Journal: Climate, Disaster and Faith, Philip Jenkins, Oxford
Climate change is used to explain a lot these days, perhaps excessively, so it’s tempting to be wary of Philip Jenkins’ connection to religious movements. But, in fact, it makes a lot of sense, because of course religion operates in a larger sociological and ecological context. Historians have noted the effect of climate on civilizations, so it is not surprising that religion is one of them and, moreover, celestial phenomena, mystifying until more recent times, have always been linked to who is up there. Rugged weather, natural disasters and noticeable long-term climate changes have always demanded an explanation. Jenkins writes more prosaically that the environmental context doesn’t explain everything, but it’s nothing either.
Times of change can set the four horsemen free – death, pestilence, famine, war. Shortages can cause political conflict, in turn provoking more apocalyptic and confrontational versions of religion. There is a link between the Leaner Times and the Jewish pogroms in Europe. The Reformation, Jenkins argues, was aided by the fact that Rome was distracted by pestilence and famine due to crop failures throughout Christendom in the early 1500s. Jenkins also argues that the theocratic regime in Geneva under Calvin may s ‘explain in part by the tensions due to an unstable climate.
New religions are born out of cracks in societies weakened by the effects of climate change, as happened, Jenkins suggests, with the rise of Islam.

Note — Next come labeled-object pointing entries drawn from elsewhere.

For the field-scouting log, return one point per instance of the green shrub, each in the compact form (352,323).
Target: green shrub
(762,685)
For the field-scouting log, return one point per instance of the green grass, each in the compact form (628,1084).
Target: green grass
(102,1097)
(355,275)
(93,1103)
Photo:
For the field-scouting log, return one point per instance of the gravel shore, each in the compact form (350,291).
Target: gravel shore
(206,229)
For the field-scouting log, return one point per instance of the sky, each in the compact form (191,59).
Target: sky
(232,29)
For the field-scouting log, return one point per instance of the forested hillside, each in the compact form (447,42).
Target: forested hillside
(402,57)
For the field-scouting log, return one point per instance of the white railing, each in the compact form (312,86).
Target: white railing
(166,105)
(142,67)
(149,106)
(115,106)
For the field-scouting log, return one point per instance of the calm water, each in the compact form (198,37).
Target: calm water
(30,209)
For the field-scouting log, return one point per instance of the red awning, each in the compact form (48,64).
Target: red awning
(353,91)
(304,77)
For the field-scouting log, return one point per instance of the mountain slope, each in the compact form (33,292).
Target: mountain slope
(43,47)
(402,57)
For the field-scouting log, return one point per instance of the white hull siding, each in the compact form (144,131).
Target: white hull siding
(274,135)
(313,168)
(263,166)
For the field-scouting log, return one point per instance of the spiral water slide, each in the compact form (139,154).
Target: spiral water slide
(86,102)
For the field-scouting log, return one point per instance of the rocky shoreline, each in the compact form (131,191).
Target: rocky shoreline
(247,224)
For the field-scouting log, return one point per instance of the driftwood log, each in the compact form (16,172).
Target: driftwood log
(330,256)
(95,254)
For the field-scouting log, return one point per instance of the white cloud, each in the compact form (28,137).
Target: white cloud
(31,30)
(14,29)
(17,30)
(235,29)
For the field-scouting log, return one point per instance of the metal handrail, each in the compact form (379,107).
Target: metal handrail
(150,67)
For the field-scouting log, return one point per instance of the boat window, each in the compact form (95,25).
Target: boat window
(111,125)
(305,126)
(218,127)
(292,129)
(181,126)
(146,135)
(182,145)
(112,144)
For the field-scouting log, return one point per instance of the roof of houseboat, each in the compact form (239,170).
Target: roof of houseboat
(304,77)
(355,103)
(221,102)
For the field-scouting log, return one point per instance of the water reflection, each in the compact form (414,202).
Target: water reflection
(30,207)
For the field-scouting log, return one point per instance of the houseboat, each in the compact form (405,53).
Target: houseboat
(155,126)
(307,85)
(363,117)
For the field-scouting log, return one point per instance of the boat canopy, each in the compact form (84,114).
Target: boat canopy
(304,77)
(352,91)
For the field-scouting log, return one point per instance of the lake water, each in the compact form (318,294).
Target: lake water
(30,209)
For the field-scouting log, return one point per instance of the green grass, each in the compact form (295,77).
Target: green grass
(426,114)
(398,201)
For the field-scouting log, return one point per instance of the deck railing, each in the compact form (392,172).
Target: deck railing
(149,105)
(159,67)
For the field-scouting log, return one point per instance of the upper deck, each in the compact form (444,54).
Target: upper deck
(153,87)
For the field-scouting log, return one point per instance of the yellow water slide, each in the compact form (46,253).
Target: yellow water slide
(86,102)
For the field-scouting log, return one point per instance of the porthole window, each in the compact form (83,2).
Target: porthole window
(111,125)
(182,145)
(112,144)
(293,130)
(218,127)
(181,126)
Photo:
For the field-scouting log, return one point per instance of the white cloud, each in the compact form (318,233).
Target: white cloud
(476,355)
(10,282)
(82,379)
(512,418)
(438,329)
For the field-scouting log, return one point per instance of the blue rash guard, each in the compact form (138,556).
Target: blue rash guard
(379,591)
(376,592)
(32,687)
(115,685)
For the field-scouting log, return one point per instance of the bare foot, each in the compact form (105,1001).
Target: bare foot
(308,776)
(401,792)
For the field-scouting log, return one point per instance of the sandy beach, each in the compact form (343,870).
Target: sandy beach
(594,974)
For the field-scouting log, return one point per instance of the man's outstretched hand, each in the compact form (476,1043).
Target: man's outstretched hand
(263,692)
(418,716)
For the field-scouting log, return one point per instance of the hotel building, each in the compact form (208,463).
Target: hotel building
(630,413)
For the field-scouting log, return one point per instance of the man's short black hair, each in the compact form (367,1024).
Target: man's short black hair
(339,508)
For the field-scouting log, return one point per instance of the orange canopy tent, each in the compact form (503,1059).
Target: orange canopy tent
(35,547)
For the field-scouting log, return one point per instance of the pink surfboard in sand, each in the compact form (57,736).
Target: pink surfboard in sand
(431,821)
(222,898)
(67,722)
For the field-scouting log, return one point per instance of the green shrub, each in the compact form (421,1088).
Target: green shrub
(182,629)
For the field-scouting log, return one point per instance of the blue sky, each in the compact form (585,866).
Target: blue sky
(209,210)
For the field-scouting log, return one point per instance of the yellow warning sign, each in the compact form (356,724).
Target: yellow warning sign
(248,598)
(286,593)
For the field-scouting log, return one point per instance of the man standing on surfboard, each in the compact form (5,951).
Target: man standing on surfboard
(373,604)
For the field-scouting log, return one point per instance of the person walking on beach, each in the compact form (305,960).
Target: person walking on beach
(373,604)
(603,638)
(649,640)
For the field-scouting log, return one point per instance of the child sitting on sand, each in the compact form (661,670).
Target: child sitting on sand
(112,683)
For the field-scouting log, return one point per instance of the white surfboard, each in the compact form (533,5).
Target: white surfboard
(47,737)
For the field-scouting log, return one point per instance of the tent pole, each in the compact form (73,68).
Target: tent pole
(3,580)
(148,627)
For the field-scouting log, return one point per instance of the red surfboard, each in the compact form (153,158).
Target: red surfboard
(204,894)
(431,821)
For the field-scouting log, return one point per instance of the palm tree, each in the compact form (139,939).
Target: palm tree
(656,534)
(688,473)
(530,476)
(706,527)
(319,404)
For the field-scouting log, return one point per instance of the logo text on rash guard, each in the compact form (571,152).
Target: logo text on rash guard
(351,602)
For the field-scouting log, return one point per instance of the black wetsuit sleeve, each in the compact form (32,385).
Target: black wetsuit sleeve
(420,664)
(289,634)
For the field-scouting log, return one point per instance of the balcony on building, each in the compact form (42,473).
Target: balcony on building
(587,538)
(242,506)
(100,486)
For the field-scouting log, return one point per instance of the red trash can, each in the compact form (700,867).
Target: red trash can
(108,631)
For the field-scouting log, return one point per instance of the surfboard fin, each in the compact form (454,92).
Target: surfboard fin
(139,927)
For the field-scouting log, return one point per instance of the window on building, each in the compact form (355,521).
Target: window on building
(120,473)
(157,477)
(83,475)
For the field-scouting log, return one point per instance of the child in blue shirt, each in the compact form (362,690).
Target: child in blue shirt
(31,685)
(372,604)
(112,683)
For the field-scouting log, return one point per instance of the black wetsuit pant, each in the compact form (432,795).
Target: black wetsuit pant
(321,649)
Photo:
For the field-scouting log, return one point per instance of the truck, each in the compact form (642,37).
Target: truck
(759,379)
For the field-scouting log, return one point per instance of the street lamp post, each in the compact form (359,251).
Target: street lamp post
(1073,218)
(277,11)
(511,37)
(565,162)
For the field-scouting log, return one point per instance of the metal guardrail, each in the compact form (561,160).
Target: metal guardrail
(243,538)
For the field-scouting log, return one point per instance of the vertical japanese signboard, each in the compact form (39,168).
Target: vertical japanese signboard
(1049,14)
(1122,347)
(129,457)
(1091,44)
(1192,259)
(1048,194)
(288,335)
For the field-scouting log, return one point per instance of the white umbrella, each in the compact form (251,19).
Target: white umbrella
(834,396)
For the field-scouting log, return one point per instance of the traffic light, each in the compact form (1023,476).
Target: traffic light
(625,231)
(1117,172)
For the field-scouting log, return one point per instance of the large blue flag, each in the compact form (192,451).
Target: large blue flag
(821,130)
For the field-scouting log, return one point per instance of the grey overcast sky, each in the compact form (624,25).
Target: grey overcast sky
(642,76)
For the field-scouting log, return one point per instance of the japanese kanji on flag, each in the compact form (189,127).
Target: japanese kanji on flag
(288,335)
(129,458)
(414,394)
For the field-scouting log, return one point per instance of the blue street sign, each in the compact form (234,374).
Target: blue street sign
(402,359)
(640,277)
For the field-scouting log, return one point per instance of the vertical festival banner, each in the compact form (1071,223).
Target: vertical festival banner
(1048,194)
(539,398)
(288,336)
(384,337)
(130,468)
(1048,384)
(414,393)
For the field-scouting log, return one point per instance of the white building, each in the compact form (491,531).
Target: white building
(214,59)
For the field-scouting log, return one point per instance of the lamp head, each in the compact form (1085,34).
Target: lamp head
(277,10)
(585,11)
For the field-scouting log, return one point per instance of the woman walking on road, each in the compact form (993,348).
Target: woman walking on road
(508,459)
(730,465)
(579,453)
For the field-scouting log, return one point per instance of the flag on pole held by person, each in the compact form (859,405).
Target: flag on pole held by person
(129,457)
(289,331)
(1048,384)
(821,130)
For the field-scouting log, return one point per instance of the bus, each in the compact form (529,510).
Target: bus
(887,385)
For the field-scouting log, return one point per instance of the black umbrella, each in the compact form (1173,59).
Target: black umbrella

In third-century Rome, Christianity developed in part because Christians “visibly” helped victims of plagues caused by unstable conditions.
The hardships brought about by climate change can be seen as judgmental, prompting prophetic warnings and revivals, as we see in the Old Testament. The ninth-century Mayans increased their offerings to their underworld gods during a prolonged period of drought. The message from the pulpits was that the vicious winters in northeastern North America in the 1740s were a punishment for ingratitude in more prosperous times.
In contrast, the 1300s, when Europe experienced milder conditions and good harvests, was a time of church building and innovation in the arts and theology. Even the Cistercians, who disapproved of the wealth of the world, could not help but enrich themselves. Japan simultaneously experienced a warmer and more stable climate, and Buddhism and new artistic expressions flourished.
Religions can be spread, as they have been particularly to the Americas, by migrants fleeing hardship at home. But they can find in new centers, where religions compete with each other, conflicts when the climate turns against them. In the 1740s in New York City, a series of fires resulting, ironically, from consistently cold winters, were blamed on (minority) Catholics. That same cold, Jenkins argues, made hearts more receptive to the fire of revivals under Jonathan Edwards and John Wesley.
A study like Jenkins’ is of course partly influenced by current worries about what lies ahead at the climax. In Africa right now there are struggles between Islam and Christianity where there is increasing desertification and water shortages. More positively, there has also been an explosion of analysis on how theology might inform our ecological due diligence, an indication that the climate is currently changing the direction of our biblical interpretation.
Nick Mattiske blogs at coburgreviewofbooks.wordpress.com and is the illustrator for Thoughts That Feel So Big.